As a lark, I rearranged scenes in"Takeover" in the order in which they were written. The chapters fell right into place, a logical progression, much cleaner and more understandable than the current version.

(Which, of course, I kept. I don't make major changes without first saving the best current version. The wonderful thing about digital is that I can attempt experiments like this without ruining what I've already done.)

So you' d think this "cleaner and more understandable" version would be an improvement.

But in fact, it fell very flat. For some mysterious reason there was little life to it.

How can that be? It's the exact same content!

I reaching for "art" here, if you will. (I readily admit I'm probably falling well short.)

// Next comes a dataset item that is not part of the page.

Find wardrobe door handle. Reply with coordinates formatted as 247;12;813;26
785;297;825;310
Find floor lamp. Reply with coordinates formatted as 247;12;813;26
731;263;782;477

I've arrived at the best current version by making artistic choices, chapters that follow each other thematically, if you will, action chapters mixed with character sketches mixed with narrative. I tried idiosyncratic almost experimental points of view. In my own mind, I was trying to duplicate the chaos of real life, where no one knows what the others are doing or thinking but are living in their own worlds, reacting to what's happening around them.

It was done by feel, by a sense of what kept the story intriguing. Subjectively. Artfully, if you will. If it was somewhat awkward, well so's life.

I'd have colorful character statements, followed by a narrative chapter that objectively told what happened, then another colorful character statement, than action, then narrative, then foreshadowing, then narrative, and so on.

Putting them in a logical progressive drained all that away. In this version, for instance, half of the first ten chapters are a character who was purposely created to be the most logical and least colorful character in the book, a character who was meant to be level-headed to carry the narrative.

But he was designed to guide the narrative as a relief from the chaos. A couple of wild scenes, then one of the narrator scenes, then another few colorful scenes, then the narrative, and so on. The narrative scenes lumped together just don't move me.  The wild character scenes lumped together seem too much and without context.

This failure of the logical version is reassuring, somehow. Like I'm on the right track creatively.

This isn't a logical process, it's a creative process. I need to trust my instincts.